On Sun, Nov 3, 2013 at 12:46 PM, Robert Schadek <realburner@gmx.de> wrote:
On 11/03/2013 09:13 AM, Philippe Sigaud wrote:

Oh, for D it works (it's even the biggest grammar I know), but it's too slow to be of practical interest. But that just means the generated parser is not top-notch, which is reasonable: I'm not a parsing pro, just a guy doing this during his free time :)

 
Other promising options are using lemon, a LALR(1) parser generator.

My current plan is to write different engines, and letting either the user select them at compile-time, or to have the parser decide which one to use, depending on the grammar. I'm pretty sure the 'Type 3' parts of a grammar (regular expressions) could be bone by using std.regex, for example.

I guess I'll have to write a CT-compatible LALR(1) engine...
 
D does not fit into LALR(1), you need glr.

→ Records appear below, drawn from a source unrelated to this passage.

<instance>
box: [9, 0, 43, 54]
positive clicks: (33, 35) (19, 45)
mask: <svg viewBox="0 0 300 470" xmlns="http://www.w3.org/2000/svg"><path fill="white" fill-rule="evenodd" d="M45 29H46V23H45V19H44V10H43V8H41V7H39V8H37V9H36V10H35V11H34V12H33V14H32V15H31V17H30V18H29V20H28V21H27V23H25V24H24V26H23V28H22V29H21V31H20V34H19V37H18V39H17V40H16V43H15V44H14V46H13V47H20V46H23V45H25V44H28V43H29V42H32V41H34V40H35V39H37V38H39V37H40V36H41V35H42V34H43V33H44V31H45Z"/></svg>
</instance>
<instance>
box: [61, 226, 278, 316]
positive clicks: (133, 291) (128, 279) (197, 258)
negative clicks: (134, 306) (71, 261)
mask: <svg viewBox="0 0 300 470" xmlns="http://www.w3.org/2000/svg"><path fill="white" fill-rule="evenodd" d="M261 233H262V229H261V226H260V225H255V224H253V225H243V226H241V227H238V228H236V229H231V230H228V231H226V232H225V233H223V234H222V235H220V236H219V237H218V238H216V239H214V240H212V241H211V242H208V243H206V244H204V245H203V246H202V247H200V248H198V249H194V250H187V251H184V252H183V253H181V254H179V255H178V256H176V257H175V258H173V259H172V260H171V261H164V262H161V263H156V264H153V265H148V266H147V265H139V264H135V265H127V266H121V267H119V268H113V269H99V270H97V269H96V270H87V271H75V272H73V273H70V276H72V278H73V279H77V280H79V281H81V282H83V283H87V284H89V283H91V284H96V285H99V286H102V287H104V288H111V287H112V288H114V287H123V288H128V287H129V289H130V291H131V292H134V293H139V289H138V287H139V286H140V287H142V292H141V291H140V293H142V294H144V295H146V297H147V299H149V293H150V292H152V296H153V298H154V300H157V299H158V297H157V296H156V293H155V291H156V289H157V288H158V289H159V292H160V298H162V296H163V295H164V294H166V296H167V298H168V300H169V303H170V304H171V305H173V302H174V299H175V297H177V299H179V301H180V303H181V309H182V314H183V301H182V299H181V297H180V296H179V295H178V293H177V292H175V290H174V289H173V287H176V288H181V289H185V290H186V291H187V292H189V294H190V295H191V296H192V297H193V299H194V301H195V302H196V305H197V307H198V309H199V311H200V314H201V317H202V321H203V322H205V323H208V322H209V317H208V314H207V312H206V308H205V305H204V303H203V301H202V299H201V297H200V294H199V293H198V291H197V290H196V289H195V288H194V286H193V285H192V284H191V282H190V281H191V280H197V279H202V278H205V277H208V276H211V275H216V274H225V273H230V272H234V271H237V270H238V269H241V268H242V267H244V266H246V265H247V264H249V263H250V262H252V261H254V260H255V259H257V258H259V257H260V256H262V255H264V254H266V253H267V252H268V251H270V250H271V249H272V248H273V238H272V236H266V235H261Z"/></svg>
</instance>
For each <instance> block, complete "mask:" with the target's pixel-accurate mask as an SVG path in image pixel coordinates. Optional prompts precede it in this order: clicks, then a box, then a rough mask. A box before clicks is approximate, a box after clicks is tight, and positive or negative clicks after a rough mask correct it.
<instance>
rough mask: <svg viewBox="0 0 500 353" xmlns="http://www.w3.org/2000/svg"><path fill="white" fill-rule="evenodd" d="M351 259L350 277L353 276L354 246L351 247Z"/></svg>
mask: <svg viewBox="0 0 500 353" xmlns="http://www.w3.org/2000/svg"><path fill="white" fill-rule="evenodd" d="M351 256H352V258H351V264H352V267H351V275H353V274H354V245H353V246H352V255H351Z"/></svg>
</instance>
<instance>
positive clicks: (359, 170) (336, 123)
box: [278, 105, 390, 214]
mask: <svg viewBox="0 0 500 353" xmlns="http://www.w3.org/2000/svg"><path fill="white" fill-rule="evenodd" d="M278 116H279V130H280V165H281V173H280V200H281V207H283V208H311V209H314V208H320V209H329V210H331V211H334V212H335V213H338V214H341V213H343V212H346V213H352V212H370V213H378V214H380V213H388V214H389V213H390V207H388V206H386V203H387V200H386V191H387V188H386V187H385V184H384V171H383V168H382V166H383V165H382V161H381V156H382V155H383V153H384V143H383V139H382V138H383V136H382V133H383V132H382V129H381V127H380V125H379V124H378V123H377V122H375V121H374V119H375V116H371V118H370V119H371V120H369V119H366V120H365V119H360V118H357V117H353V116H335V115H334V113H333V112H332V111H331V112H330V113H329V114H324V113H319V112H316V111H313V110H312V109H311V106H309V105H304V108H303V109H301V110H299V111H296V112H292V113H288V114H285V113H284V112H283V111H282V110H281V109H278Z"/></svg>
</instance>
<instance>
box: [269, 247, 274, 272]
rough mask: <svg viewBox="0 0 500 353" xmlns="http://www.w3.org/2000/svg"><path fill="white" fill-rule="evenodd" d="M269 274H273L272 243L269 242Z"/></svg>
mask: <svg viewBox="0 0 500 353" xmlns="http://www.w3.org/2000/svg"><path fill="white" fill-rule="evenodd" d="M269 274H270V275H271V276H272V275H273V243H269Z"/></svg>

how about dparser (nothing to do with D btw): http://dparser.sourceforge.net/
the grammar for C looks quite compact and clean: http://dparser.sourceforge.net/d/tests/ansic.test.g


Another idea would be to make the engine a template argument, and than combine multiple parser!(engines). And even allow hand written stuff. This way you could use ll(1) for the ll(1) parts and the crazy hand written black magic for the hard parts.

Sure, but that'd be a 2nd priority after having at least one (partially) automatically generated parser for D.